Ein ähnliches Feeling
Beim ersten Tempel läuft Musik. Alles ist mit bunten Lampions geschmückt. Zwar nicht der typische Weihnachtsschmuck, aber es hat doch ein ähnliches Feeling. Bunt, lebensfroh, friedvoll. Mönche grüßen uns. Es hat etwas Magisches. Der Vollmond ragt langsam empor. Schnell noch zu Tempel Nr. 2.
Hungrige Fische
Bei Tempel Nr. 2 sind wir fast alleine. Auch hier verspüren wir eine ganz besondere Stimmung. Eine lange Bambusbrücke führt über einen Teich. Ringsum Grün. Wir kaufen Fischfutter und streuen es in das dunkle Wasser hinein. Herauf kommen unzählige, riesige Fische mit Barteln. Auch hier streift ein Mönch unseren Weg.
Eine Querstraße weiter
Langsam dämmert es und die Tempel schließen ihre Pforten. Nur eine Querstraße weiter entdecken wir ein Lokal. Die Preise sind erstmal niedrig. Und das Essen: Grandios. Zwar keine Würstl mit Kartoffelsalat, aber dafür viele einheimische Leckereien. Am Ende sitzen wir da. Und haben im Grunde alles, was wir brauchen. Nur die Familie, die fehlt schon sehr. Gerade in diesen Tagen.

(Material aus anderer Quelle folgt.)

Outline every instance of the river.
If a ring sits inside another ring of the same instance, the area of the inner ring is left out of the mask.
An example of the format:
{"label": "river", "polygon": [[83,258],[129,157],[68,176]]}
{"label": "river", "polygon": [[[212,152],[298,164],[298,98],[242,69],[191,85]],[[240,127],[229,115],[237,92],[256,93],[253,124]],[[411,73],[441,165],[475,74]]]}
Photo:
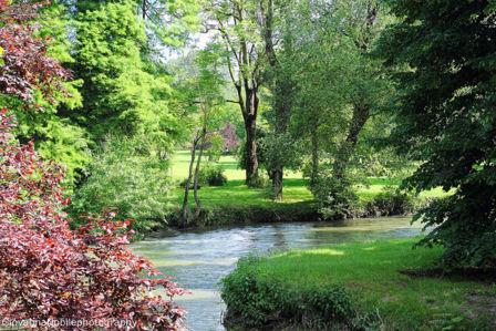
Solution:
{"label": "river", "polygon": [[335,224],[270,224],[188,230],[143,240],[133,244],[132,248],[193,292],[176,298],[188,311],[186,325],[189,330],[214,331],[225,330],[220,323],[225,306],[218,282],[235,268],[239,257],[249,252],[418,236],[420,226],[411,226],[410,220],[406,217],[363,218]]}

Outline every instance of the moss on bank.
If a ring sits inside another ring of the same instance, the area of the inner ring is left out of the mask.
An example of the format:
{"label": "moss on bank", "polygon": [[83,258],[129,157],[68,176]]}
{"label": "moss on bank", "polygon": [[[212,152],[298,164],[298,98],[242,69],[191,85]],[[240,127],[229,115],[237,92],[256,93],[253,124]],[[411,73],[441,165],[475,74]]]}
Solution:
{"label": "moss on bank", "polygon": [[495,273],[402,273],[428,269],[442,254],[441,248],[412,250],[414,242],[345,244],[241,259],[223,280],[226,325],[494,330]]}

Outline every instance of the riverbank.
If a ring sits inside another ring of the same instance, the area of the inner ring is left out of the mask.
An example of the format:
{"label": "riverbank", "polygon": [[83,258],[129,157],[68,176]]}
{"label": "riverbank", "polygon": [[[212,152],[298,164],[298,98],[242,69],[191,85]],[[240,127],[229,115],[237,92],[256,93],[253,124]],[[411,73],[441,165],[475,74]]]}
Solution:
{"label": "riverbank", "polygon": [[[223,280],[229,329],[494,330],[495,273],[443,275],[412,239],[249,257]],[[431,271],[426,271],[431,270]]]}
{"label": "riverbank", "polygon": [[[224,169],[227,183],[223,186],[204,186],[198,190],[203,211],[198,219],[188,218],[187,224],[180,221],[180,206],[184,188],[180,183],[186,178],[189,167],[190,152],[176,151],[172,158],[169,176],[172,178],[170,211],[168,227],[215,227],[224,225],[319,221],[321,217],[308,187],[308,182],[300,173],[287,172],[283,179],[283,200],[275,201],[270,197],[270,188],[249,188],[244,184],[245,172],[238,169],[234,156],[224,155],[214,166]],[[430,199],[446,195],[441,188],[423,193],[420,197],[403,196],[394,189],[399,179],[368,178],[358,185],[358,201],[349,210],[350,218],[381,217],[407,215]],[[188,215],[196,209],[193,193],[188,201]]]}

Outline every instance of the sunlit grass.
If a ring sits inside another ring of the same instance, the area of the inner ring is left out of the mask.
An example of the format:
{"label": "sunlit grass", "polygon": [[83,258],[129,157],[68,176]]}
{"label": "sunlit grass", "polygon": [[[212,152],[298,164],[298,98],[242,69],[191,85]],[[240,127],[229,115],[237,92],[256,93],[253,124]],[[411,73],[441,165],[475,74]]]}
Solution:
{"label": "sunlit grass", "polygon": [[431,329],[441,314],[453,319],[477,309],[469,296],[494,298],[495,288],[486,282],[400,273],[403,269],[430,268],[442,254],[441,248],[412,250],[415,241],[394,239],[289,251],[262,259],[255,267],[278,285],[302,288],[309,283],[343,283],[360,312],[379,309],[386,330]]}
{"label": "sunlit grass", "polygon": [[[188,175],[190,151],[177,151],[173,155],[169,175],[175,182],[175,187],[170,190],[170,199],[175,205],[182,204],[184,199],[184,188],[178,187],[178,183],[184,180]],[[207,158],[205,157],[206,162]],[[214,165],[220,165],[225,169],[228,183],[221,187],[202,187],[198,196],[204,206],[231,206],[231,205],[250,205],[250,206],[277,206],[285,207],[290,204],[312,204],[313,196],[308,187],[308,180],[303,179],[301,173],[286,172],[283,179],[283,201],[276,203],[270,199],[268,189],[266,188],[248,188],[245,185],[245,170],[238,168],[238,162],[234,156],[224,155]],[[401,183],[400,179],[392,178],[368,178],[366,185],[356,187],[358,196],[363,200],[369,200],[383,190],[385,186],[396,187]],[[421,194],[421,198],[447,196],[441,188],[433,189]],[[189,204],[194,205],[194,198],[189,199]]]}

Der Digitalisierung sei Dank
Es ist bereits 20 Uhr als wir mit unserem Video-Telefonie-Marathon beginnen. Zuerst melden wir uns bei Manuels Tante, dann bei meinen Eltern und schließlich bei Manuels Eltern. Ohne diese Möglichkeit wäre es sicher noch viel komischer geworden. Aber so hatten wir fast das Gefühl, mit allen ein bisschen gefeiert zu haben.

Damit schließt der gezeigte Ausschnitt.